Classification of intact acai (Euterpe oleracea Mart.) and jucara (Euterpe edulis Mart) fruits based on dry matter content by means of near infrared spectroscopy

Texto completo
Autor(es):
Cunha Junior, Luis Carlos [1] ; Nardini, Viviani [1] ; Khatiwada, Bed P. [2] ; de Almeida Teixeira, Gustavo Henrique [3] ; Walsh, Kerry B. [2]
Número total de Autores: 5
Afiliação do(s) autor(es):
[1] Univ Sao Paulo, FCFRP, Dept Anal Clin Toxicol & Bromatol, BR-14040903 Ribeirao Preto, SP - Brazil
[2] Cent Queensland Univ, Plant Sci Grp, Rockhampton, Qld 4702 - Australia
[3] Univ Estadual Paulista, Fac Ciencias Agr & Vet Jaboticabal, BR-14884900 Ribeirao Preto, SP - Brazil
Número total de Afiliações: 3
Tipo de documento: Artigo Científico
Fonte: FOOD CONTROL; v. 50, p. 630-636, APR 2015.
Citações Web of Science: 9
Resumo

The processing of acai (Euterpe oleracea Mart.) and jucara (Euterpe edulis Mart) fruit requires water addition for adequate pericarp extraction. Currently, the amount of added water is based on fruit moisture content as estimated using a convection oven method.
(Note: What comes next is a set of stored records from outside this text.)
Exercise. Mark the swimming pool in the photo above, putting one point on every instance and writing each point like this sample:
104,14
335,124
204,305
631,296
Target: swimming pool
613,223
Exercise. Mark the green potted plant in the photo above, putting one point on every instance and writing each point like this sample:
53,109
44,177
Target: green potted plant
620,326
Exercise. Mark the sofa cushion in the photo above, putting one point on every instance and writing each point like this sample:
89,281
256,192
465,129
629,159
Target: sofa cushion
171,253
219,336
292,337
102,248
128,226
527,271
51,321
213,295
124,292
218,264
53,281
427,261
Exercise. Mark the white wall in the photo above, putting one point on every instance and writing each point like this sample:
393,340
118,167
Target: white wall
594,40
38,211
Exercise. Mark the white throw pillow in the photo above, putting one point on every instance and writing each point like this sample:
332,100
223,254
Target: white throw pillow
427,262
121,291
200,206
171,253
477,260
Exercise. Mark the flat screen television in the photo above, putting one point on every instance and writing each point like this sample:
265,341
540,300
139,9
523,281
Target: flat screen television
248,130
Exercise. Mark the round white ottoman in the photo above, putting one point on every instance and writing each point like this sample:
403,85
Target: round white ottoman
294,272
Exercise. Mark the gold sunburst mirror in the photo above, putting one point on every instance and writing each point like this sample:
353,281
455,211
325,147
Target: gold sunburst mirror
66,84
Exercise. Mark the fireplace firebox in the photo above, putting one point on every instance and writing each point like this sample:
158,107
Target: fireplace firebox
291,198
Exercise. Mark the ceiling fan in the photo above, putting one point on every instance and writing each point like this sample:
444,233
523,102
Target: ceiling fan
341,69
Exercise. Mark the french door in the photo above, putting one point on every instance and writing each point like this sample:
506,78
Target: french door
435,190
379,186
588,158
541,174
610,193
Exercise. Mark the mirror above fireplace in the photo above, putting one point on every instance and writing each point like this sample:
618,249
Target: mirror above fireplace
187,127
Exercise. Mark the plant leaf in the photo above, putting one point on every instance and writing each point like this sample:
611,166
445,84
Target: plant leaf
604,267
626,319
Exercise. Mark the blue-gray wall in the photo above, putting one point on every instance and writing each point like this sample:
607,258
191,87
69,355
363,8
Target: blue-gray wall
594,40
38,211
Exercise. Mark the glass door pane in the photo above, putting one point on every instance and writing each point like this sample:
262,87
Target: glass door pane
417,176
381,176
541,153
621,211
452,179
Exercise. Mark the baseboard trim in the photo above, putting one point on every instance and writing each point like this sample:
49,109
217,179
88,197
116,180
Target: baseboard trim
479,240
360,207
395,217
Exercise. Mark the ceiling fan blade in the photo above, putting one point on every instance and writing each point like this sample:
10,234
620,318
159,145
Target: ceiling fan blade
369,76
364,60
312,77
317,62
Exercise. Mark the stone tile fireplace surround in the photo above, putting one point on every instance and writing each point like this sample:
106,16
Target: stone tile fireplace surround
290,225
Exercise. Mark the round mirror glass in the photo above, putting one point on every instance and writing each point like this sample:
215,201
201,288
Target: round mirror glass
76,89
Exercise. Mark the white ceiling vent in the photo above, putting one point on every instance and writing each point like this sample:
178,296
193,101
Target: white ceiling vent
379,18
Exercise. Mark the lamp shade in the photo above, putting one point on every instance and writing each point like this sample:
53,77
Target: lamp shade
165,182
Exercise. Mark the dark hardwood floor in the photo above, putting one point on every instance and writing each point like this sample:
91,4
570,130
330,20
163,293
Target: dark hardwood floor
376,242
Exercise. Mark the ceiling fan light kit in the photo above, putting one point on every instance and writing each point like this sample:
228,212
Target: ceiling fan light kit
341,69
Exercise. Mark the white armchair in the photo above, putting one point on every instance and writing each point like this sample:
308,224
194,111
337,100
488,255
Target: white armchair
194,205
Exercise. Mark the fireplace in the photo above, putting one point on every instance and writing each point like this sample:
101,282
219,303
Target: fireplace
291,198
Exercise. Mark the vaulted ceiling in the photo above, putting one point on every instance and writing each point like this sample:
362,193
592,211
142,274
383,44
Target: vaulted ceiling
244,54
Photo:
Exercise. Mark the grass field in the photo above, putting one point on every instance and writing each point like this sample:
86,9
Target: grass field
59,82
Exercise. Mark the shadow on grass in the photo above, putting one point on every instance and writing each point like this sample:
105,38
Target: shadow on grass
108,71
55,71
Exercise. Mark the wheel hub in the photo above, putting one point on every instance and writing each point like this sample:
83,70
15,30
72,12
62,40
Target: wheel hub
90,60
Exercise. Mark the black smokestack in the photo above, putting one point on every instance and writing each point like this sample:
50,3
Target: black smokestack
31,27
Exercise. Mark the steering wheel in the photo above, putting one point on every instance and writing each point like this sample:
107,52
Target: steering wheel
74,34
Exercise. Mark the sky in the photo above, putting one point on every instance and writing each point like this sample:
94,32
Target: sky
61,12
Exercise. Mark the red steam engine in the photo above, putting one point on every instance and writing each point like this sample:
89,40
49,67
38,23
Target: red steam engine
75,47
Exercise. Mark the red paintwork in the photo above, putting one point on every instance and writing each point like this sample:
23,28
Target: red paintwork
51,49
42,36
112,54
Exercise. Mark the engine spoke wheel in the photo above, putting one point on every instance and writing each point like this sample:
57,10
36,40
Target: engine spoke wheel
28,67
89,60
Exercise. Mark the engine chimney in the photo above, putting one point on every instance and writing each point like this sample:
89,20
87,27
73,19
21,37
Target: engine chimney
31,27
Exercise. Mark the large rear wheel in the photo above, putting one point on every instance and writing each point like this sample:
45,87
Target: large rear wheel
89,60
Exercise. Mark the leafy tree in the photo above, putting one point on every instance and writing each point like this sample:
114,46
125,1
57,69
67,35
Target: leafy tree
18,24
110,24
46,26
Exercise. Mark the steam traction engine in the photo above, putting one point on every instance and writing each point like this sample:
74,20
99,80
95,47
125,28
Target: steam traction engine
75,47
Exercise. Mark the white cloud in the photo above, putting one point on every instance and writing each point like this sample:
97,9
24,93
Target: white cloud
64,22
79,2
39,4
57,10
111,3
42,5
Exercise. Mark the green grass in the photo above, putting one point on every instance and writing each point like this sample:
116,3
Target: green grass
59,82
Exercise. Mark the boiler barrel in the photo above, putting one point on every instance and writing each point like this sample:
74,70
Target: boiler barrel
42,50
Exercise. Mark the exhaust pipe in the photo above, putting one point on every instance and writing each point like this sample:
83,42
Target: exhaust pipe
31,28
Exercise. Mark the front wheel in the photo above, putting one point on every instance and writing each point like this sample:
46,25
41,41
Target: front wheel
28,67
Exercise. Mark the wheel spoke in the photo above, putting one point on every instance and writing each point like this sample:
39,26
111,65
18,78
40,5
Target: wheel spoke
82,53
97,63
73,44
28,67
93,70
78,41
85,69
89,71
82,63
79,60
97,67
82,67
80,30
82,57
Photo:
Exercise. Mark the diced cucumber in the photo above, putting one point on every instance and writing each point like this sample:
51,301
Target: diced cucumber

In this study, diffuse reflectance FTNIR spectra (1000-2500 nm, 64 scans and spectral resolution of 8 cm(-1)) of intact gal and jucara fruit were used to discriminate fruit batches based on the dry matter (DM) content using mature fruit collected over two years. Spectra were collected of similar to 25 fruits per batch, placed on a 90 mm diameter glass dish in a single layer. The calibration set contained of 371 lots, while the prediction set consisted of 132 lots (of different locations, times). Spectra were subject to several pre-processing methods and models were developed using Partial Least Squares Regression (PLSR), Partial Least Squares-Discriminant Analysis (PLS-DA) and Principal Component Analysis Discriminant Analysis (PCA-DA). A PLSR model constructed using the wavelength range of 1382-1682 nm and full multiplicative scatter correction achieved a root mean square error for prediction on DM of 5.25% w/w with a ratio of the standard deviation of DM set to the bias corrected RMSEP of 1.5 on the test set. A PCA-DA model based on the same wavelength of region outperformed the PLS-DA method to segregate the test population into categories of high (>32 %DM) and low DM (<32% DM) with 74% accuracy achieved. The PCA-DA technique is recommended to the processing industry as a non-destructive and rapid method for optimisation of water added during processing using batch assess of fruit from incoming lots of fruits. (C) 2014 Elsevier Ltd. All rights reserved. (AU)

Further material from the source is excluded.